Rich Anderson, the name of the man whose identity I stole.
[looking at our kids baby photos]
me: ugh, this one came out real bad
wife: oh yeh, just get rid of it
me: ok. *shouting* TIMMY! PACK YOUR BAGS
Most days I wish I were an octopus so I could slap 8 people at once.
do you ever think about how since Doordash started, some amount of cars in a traffic jam are just someone’s sandwich. a whole spot on the road just occupied by a guys lunch
I don’t eat cats and dogs. Dogs are cute and I’m allergic to cats.
*my lawyer leans in and whispers in my ear*
Cats are also cute.
My kid asked me for a boomerang so I handed him the apple that has gone back and forth in his lunch for the past week
When I said “it’s so big” I was referring to my disappointment
Sorry I looked completely surprised that your baby didn’t burst into flames when I chanted The Power Of Christ Compels You.
[coding]
I don’t know what I did wrong. I’m an idiot
*ten minutes later*
I know what I did wrong. I’m an idiot.
My 6yo told my husband he was “grounded for eternity,” but my 4yo pointed out that “you have to let him out when he dies so he can go to a cemetery.”

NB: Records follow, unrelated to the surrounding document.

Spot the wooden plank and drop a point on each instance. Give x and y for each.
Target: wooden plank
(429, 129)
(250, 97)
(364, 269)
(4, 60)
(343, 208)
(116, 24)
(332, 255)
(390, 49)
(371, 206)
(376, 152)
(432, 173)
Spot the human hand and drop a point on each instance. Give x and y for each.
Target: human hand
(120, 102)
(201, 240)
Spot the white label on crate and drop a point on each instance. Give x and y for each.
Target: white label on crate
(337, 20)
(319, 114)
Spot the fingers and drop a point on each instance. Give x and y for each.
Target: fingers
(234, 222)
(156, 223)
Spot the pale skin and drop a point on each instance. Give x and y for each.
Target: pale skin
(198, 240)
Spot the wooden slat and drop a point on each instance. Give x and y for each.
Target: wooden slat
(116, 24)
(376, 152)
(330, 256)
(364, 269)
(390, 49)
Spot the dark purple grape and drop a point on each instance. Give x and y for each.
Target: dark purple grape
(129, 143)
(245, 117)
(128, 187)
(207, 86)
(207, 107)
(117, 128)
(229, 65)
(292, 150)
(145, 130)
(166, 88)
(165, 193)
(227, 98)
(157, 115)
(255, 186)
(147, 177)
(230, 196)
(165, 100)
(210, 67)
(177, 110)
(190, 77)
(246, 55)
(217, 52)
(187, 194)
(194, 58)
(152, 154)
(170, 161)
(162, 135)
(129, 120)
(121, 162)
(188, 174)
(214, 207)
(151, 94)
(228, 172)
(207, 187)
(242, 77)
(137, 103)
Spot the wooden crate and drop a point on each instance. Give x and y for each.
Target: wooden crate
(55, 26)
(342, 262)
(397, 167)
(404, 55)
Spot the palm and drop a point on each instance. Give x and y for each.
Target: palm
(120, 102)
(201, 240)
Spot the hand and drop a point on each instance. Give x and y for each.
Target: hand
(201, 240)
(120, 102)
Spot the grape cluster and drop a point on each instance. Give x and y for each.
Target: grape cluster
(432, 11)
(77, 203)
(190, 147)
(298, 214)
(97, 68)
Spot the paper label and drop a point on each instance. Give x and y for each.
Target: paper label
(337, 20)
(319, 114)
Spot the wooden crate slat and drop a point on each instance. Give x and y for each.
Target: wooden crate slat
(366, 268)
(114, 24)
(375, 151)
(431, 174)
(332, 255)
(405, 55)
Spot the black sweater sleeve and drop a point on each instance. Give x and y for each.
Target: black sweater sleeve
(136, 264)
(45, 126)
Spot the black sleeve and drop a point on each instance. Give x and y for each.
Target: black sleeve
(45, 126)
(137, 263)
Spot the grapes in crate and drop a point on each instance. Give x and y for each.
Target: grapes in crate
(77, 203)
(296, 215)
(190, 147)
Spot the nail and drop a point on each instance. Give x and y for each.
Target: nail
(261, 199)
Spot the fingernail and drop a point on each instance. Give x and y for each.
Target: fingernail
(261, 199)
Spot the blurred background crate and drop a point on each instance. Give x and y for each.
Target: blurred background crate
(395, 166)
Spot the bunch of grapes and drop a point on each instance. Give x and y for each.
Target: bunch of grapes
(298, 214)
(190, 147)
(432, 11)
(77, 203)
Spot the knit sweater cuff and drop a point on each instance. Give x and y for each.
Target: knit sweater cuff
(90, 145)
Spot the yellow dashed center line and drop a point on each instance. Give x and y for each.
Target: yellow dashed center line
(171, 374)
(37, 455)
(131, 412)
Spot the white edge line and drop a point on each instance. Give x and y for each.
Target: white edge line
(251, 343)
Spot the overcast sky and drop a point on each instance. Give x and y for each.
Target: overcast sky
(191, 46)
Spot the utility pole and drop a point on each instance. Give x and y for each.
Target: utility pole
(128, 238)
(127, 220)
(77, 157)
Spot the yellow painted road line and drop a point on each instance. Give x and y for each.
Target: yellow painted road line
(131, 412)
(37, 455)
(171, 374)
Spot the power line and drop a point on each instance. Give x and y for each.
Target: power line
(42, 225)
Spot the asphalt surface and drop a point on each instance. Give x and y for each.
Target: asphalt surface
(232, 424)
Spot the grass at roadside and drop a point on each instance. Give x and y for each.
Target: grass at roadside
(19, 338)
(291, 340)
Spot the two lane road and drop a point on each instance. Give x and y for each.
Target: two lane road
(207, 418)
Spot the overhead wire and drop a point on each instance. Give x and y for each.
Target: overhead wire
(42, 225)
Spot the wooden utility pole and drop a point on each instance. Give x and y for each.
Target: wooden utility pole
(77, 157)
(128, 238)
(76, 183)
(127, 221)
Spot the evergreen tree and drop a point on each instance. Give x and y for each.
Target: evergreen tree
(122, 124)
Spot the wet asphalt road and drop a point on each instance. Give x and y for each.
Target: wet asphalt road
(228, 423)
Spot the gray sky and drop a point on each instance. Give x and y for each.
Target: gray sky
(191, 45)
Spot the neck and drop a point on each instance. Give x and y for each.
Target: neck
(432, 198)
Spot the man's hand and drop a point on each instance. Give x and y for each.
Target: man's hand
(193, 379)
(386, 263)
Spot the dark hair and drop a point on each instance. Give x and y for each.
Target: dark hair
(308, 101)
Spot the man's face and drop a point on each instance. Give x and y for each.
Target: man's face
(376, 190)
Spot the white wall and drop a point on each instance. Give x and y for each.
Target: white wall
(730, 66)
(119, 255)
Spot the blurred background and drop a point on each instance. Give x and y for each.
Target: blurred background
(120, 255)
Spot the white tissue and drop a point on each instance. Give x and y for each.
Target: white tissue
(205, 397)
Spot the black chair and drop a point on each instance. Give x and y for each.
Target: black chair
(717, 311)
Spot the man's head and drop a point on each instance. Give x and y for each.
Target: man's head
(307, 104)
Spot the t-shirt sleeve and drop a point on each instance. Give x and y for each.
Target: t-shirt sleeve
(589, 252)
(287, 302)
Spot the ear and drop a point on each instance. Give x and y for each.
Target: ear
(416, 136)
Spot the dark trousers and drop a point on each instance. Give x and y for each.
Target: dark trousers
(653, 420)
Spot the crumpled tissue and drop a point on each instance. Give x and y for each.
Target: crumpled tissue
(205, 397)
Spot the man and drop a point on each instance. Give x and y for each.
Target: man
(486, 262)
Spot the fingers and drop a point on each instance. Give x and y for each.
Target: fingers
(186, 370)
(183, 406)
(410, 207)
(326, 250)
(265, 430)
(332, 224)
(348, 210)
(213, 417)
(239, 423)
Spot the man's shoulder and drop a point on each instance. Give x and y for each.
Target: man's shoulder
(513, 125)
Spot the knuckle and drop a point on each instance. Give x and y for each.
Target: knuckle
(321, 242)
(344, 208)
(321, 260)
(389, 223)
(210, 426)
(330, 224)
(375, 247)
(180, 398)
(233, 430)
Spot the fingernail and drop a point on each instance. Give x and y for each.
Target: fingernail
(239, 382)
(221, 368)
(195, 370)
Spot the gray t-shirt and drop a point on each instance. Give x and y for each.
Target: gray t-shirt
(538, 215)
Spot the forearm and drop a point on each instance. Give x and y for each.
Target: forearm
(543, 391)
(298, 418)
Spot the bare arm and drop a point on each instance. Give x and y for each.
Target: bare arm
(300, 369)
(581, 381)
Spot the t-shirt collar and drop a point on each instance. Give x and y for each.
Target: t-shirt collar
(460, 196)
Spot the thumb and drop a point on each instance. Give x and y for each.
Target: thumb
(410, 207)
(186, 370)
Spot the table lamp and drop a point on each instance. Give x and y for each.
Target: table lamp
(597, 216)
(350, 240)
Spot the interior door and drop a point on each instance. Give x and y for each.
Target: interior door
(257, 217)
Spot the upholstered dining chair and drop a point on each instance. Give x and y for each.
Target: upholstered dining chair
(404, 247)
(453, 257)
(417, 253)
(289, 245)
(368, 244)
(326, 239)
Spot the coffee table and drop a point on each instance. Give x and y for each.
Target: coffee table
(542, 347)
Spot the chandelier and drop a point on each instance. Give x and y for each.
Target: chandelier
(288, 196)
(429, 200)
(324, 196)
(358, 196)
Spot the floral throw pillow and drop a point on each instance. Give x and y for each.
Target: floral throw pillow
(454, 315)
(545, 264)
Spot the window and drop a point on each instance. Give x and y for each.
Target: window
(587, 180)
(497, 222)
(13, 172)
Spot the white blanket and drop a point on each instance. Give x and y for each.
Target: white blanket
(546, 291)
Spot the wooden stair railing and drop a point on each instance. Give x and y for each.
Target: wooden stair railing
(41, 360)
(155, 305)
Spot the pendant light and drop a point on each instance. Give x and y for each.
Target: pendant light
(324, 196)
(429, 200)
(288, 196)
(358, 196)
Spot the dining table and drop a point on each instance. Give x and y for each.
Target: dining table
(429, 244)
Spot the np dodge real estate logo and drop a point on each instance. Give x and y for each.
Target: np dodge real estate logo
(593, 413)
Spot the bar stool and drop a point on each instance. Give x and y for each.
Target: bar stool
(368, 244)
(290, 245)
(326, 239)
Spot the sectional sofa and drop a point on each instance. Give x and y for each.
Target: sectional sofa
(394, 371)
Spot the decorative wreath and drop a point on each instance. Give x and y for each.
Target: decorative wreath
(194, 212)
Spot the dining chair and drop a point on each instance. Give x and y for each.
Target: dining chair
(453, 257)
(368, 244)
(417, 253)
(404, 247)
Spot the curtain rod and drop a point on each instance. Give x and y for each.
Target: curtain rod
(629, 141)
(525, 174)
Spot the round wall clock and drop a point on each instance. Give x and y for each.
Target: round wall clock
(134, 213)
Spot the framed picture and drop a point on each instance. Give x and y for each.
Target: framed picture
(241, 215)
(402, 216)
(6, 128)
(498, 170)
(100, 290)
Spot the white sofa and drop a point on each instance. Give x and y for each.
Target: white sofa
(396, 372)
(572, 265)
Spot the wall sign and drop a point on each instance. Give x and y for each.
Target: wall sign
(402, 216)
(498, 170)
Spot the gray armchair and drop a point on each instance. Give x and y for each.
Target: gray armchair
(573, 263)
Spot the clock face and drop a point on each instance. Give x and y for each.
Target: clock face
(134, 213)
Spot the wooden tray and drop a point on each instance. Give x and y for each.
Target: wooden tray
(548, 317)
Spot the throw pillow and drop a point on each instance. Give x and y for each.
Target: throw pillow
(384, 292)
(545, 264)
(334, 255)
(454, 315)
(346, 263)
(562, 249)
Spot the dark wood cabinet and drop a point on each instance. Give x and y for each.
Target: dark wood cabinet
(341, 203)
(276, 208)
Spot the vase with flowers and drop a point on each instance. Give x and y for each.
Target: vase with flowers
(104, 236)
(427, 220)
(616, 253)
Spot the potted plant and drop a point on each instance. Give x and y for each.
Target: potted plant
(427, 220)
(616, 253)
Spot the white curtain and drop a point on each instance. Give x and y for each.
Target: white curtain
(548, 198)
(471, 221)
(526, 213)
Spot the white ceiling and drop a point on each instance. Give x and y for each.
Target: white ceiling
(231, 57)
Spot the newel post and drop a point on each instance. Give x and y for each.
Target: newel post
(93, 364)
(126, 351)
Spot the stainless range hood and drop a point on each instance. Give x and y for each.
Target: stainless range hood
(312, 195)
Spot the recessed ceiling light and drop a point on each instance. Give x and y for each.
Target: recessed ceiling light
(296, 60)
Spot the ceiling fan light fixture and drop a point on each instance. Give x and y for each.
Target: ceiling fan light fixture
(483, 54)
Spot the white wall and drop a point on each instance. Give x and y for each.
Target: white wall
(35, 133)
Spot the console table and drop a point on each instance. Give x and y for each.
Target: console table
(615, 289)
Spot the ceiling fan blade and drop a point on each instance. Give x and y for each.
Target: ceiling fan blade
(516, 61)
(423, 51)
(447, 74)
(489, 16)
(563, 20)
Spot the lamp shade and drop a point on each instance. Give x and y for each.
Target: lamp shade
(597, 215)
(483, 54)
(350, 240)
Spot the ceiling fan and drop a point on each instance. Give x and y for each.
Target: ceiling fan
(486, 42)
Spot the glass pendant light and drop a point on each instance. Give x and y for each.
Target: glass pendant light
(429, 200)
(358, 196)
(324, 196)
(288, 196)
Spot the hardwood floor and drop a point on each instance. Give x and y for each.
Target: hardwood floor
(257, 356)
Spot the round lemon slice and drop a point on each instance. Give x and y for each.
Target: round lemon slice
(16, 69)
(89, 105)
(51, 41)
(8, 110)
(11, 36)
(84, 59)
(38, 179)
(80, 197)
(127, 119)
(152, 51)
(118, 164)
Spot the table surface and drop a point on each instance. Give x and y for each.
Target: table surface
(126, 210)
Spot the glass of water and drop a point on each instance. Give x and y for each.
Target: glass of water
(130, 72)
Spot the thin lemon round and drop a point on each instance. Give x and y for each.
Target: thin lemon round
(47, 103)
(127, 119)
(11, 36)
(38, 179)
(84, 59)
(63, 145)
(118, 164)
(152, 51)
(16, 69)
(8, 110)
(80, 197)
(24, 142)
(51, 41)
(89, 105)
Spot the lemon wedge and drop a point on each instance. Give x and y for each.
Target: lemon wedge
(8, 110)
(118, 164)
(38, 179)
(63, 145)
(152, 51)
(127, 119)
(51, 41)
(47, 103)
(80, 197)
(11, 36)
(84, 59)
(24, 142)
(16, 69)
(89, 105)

ADAM: oh look the McRib is back
EVE: stop calling me that
When spiders see you left a pair of shoes in the garage
I saw reduced fat wheat thins at the store and I thought, is this hell?
If a malevolent demon is watching you sleep, simply go to Settings > General > Privacy > Malevolent Demon Who Watches You Sleep (Deactivate)
R.I.P. 2013 (2013-2013)
Me: If you could sleep with —
Wife: Ryan Reynolds!
Me: –the window opened a little bit, I would appreciate it.
I don’t eat three meals a day but I do eat six midnight snacks.
I love The Sims because I can act out my craziest fantasies like advancing in my career and building relationships.
[walmart]
GREETER: hello 🙂
ME: [leans in close] what’s the cheapest toilet paper you got
GREETER: i don’t know offhand
ME: you’re disgusting
*sees a racoon in the neighbor’s trash*
I won’t say anything if you don’t.
*continues rummaging*
Getting your shit together just sounds unsanitary
My kids’ hamster escaped and I found her hiding from them in the closet so I just left her in there because honestly I get it… I get it.